Fresh Streaming Data: Get It While It’s Hot
Streaming data technology that’s been simmering on the backburner for the past few years will be the main entrée at this week’s Strata + Hadoop World conference in New York City.
There’s a profound shift currently underway in the big data community, as companies look for better ways to manage the huge flows of data occurring across their networks, and find faster ways to make business decisions.
While platforms like Hadoop have enabled us to efficiently process huge amounts of data at rest, companies increasingly want to analyze the data as soon it arrives, before it gets to Hadoop or traditional data warehouses. This was possible before, but it required complex data architectures and an extensive amount of coding. Thanks to the advent of new big data frameworks, real-time stream processing is now within the grasp of average companies.
Apache Kafka is front and center to this shift. Originally developed at LinkedIn to handle billions of messages per day, companies across all industries are now installing big Kafka clusters to funnel massive flows of data from the Web, production apps, and IoT devices into big data repositories, such as Hadoop data lakes and NoSQL and NewSQL databases.
Once companies have Kafka running data pipelines, they’re turning to a number of streaming processing platforms, such as Spark, Storm, Samza, Apex, and Flink (all Apache projects) to transform, analyze, and do something interesting with the data.
Neha Narkhede, the co-founder and CTO of Confluent, the company behind the open source Apache Kafka project, recently shared her insight into the industry shift with Datanami.
“We’ve seen tremendous growth in Kafka recently,” Narkhede says. “This excitement around Kafka, in my opinion, is because there’s a huge tectonic shift in the way companies are managing their data.”
A couple years ago, Narkhede says, big data was the big trend.
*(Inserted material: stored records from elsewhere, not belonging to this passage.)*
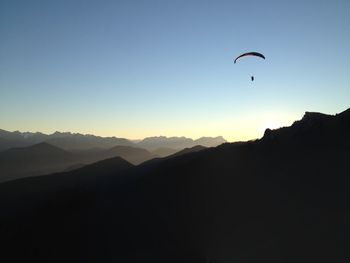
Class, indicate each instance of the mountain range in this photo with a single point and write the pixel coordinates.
(76, 141)
(282, 198)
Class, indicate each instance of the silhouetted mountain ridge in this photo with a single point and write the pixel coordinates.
(283, 198)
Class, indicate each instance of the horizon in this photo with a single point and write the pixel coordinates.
(135, 69)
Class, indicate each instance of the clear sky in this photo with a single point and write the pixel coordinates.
(145, 68)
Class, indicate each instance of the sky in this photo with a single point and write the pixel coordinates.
(133, 68)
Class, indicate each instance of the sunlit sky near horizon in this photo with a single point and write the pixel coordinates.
(135, 69)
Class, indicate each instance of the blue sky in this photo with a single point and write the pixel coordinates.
(145, 68)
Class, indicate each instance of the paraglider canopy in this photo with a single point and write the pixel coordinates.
(256, 54)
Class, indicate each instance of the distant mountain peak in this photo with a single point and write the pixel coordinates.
(314, 128)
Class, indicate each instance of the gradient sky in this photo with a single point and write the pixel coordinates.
(144, 68)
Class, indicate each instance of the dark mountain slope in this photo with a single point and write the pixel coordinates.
(279, 199)
(33, 160)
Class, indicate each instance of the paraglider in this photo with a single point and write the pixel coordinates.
(254, 54)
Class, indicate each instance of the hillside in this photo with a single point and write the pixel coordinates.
(283, 198)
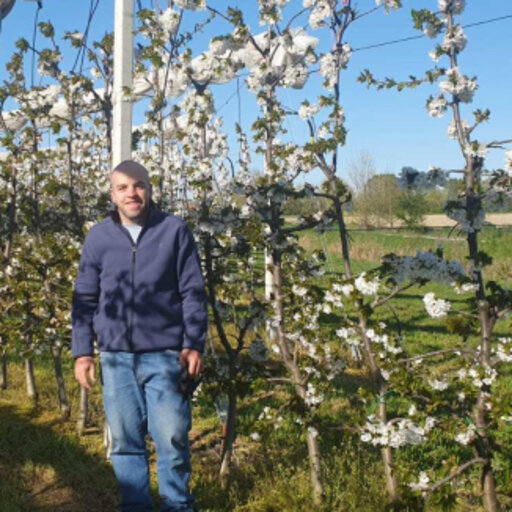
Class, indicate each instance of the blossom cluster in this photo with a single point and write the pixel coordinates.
(397, 432)
(436, 308)
(459, 85)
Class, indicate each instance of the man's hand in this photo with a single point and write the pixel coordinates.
(85, 371)
(193, 360)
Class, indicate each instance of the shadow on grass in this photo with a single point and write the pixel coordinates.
(41, 471)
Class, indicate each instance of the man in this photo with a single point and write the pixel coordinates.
(140, 291)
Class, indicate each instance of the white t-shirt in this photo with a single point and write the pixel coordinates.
(134, 230)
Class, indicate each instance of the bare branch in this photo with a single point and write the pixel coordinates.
(456, 473)
(437, 353)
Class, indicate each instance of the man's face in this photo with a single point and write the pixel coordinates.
(131, 193)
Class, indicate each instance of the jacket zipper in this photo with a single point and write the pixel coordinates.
(132, 301)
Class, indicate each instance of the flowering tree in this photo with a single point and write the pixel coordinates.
(475, 372)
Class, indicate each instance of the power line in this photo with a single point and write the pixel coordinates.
(412, 38)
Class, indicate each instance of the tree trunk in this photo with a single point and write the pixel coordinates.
(314, 465)
(291, 365)
(229, 440)
(3, 374)
(342, 228)
(483, 447)
(387, 459)
(30, 380)
(83, 410)
(61, 385)
(386, 454)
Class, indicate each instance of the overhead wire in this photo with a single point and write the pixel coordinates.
(421, 36)
(80, 57)
(34, 36)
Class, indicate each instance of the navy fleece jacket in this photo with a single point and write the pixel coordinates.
(141, 296)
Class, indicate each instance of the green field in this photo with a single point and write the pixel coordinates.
(45, 467)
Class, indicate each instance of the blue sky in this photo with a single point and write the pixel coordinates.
(393, 127)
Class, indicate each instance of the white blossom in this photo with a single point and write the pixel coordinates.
(169, 20)
(193, 5)
(306, 110)
(476, 149)
(321, 11)
(508, 162)
(436, 107)
(452, 6)
(389, 4)
(452, 129)
(438, 385)
(459, 85)
(436, 308)
(422, 483)
(467, 437)
(454, 39)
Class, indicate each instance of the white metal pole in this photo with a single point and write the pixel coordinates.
(123, 77)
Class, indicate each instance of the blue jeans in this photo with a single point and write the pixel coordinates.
(140, 395)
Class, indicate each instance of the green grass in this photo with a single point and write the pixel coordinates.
(45, 467)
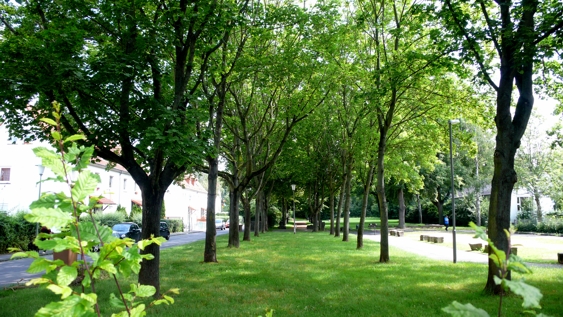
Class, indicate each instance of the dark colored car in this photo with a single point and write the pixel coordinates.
(127, 230)
(164, 230)
(220, 224)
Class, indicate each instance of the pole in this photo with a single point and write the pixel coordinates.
(453, 188)
(39, 197)
(294, 225)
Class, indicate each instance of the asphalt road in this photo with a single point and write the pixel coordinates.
(14, 271)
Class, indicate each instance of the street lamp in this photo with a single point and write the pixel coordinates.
(40, 169)
(454, 121)
(294, 226)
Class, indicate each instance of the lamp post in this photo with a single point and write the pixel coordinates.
(454, 121)
(40, 169)
(294, 226)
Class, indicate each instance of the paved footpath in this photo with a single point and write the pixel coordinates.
(440, 252)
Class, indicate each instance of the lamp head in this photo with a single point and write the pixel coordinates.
(40, 169)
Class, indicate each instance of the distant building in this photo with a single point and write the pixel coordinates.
(19, 177)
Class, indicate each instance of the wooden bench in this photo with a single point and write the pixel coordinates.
(397, 233)
(433, 239)
(476, 246)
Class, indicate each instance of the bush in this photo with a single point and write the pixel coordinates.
(526, 226)
(15, 232)
(175, 225)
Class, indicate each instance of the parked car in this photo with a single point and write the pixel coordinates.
(127, 230)
(164, 231)
(220, 224)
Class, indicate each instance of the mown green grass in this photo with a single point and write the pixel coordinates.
(311, 274)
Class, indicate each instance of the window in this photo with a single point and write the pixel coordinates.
(4, 174)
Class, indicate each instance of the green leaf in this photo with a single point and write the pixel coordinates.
(49, 121)
(50, 160)
(115, 302)
(530, 294)
(138, 311)
(517, 265)
(56, 135)
(75, 137)
(38, 265)
(84, 186)
(145, 290)
(479, 231)
(64, 291)
(108, 266)
(51, 218)
(467, 310)
(66, 275)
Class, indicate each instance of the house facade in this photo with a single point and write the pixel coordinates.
(19, 185)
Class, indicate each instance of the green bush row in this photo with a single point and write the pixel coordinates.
(549, 225)
(15, 232)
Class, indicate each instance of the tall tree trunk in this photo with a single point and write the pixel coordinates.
(284, 213)
(347, 198)
(234, 195)
(247, 221)
(152, 204)
(401, 208)
(331, 210)
(210, 252)
(419, 208)
(382, 200)
(538, 204)
(259, 213)
(365, 199)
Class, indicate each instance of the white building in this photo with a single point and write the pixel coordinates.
(19, 185)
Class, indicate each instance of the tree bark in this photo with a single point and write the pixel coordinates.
(538, 204)
(365, 199)
(234, 240)
(347, 201)
(210, 252)
(419, 209)
(401, 208)
(331, 210)
(339, 208)
(152, 204)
Companies competed to gather as much data as they could, and process it offline, often in big Hadoop clusters. The more data they gathered and processed, they more value they got out of it. That fundamental data equation is changing right before our eyes, and Kafka’s soaring popularity is a direct sign of it, Narkhede says.
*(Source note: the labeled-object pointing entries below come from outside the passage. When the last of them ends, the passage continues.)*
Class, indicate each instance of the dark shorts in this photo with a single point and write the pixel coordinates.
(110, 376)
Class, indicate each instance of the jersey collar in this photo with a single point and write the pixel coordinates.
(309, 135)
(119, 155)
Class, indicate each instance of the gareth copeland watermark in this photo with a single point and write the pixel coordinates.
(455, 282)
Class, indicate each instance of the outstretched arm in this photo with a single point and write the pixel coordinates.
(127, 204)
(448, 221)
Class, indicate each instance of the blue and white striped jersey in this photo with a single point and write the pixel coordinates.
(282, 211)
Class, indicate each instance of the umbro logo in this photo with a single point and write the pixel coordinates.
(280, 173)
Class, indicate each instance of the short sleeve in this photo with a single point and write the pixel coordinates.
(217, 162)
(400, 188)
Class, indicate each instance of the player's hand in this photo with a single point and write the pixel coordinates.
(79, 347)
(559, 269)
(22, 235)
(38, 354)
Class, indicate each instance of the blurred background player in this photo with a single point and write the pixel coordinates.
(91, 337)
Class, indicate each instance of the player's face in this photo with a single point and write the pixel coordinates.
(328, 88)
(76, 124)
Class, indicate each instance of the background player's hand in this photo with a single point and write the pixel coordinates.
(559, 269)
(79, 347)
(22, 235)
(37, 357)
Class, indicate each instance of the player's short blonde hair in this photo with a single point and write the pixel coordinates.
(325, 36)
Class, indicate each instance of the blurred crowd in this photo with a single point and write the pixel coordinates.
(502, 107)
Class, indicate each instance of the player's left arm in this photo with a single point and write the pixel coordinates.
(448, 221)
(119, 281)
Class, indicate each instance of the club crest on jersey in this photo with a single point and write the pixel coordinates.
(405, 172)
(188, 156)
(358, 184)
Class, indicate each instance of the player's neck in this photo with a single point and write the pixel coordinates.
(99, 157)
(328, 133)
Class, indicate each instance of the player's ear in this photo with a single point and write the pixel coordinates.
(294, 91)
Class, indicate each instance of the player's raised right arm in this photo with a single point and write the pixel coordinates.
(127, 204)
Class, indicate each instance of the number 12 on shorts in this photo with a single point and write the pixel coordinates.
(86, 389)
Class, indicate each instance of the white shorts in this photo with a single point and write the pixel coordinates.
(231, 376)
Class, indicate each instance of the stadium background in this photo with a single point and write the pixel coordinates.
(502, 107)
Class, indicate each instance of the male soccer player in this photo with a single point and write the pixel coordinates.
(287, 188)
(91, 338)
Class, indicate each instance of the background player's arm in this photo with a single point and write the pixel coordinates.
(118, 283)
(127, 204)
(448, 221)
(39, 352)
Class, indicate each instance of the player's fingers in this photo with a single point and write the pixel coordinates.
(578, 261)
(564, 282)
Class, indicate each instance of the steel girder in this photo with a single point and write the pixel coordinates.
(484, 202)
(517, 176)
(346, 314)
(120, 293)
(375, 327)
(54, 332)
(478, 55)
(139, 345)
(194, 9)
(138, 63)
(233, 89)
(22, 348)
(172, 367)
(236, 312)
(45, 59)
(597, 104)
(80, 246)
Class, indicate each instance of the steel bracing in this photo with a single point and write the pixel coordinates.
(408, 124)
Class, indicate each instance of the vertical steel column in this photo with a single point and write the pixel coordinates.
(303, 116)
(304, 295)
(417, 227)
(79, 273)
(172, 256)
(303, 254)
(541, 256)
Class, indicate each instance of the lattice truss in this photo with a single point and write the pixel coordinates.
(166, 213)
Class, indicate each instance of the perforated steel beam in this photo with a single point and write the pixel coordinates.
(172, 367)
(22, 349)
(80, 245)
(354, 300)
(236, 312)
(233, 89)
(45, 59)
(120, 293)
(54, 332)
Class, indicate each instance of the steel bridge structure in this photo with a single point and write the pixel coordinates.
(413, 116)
“Companies are actively moving to adopt stream data, which is all about processing data in real time,” she says. “But a key insight there, and what we’re learning is, the value of data is disproportionally higher for fresher data. The key movement here is actually not the more the better, but the faster the better.”
There’s another change going on. Instead of viewing streaming data as something separate from batch processing, as described in Nathan Marz’s Lambda architecture, there’s a concerted effort to unify the batch and stream processing into a single architecture, which Narkhede and her Kafka co-creator Jay Kreps call the Kappa architecture.
This Kappa viewpoint is quickly gaining steam across the industry. “The problem [with Lambda] is it leaves all the complexity of merging the results from these two very different worlds to developers. It’s operationally intensive and very error-prone. This is something we’re seeing companies in fact move away from,” Narkhede says.
Under the Kappa architecture, a batch processing job just becomes another type of stream processing job developed under one of the new frameworks, albeit one that starts and stops, instead of running continuously.
“That’s the power of Kafka,” Narkhede says. “It’s the single layer that actually allow you to go from historical data assessment to current data assessment using a single log, which is really the common layer between these two worlds.”
This viewpoint is shared by others in the industry, including MemSQL, which develops an in-memory relational database used to provide operational analytics for next-gen transactional systems.
“In many enterprises, the historical way of managing data has been batch processing,” says MemSQL chief marketing officer Gary Orenstein. “That’s in part a relic of the architecture of legacy systems, and in part it’s just the enterprise inertia that takes over. But if you’re dealing with customer-facing aspects of business, the customer knows where things are at any given moment of time, and therefore the people that the customers are interacting with should have access to the same info.”
The enterprise batch process is ripe for disruption by emerging streaming architectures, Orenstein says.
“We see a big shift happening in adoption of streaming in classic enterprise workloads that have been too focused on batch processing,” he tells Datanami. “For these customers to move forward with digital transformation, customer 360 indicatives, and IoT activity based on real-time mobile phone input, they’re going to need to move to a streaming solution.”
There are many ways to “slice the onion” with real-time processing, Orenstein says. “But we don’t think that there’s many ways to do it with exactly once semantics, which is that critical important nugget to getting enterprise comfortable with moving form batch to real time,” he says.
The folks behind the Apache Flink project see similar factors driving the rise of real-time processing. Kostas Tzoumas, one of the originators of Flink and the CEO and co-founder Flink distributor data Artisans, says he’s seeing a lot of interest in Flink among banks and telecos.
“One driver is building real time products,” Tzoumas tells Datanami. “Another driver is that companies are developing pipeline which run 24/7. They want a robust way and fault tolerant way to implement those, and that’s streaming. Another driver is micro-services.”
As companies get more streaming data successes under their belt, they’ll become more comfortable with the emerging paradigm and find what works and what doesn’t. One thing that’s clear, though, is that real-time data pipelines are here to stay.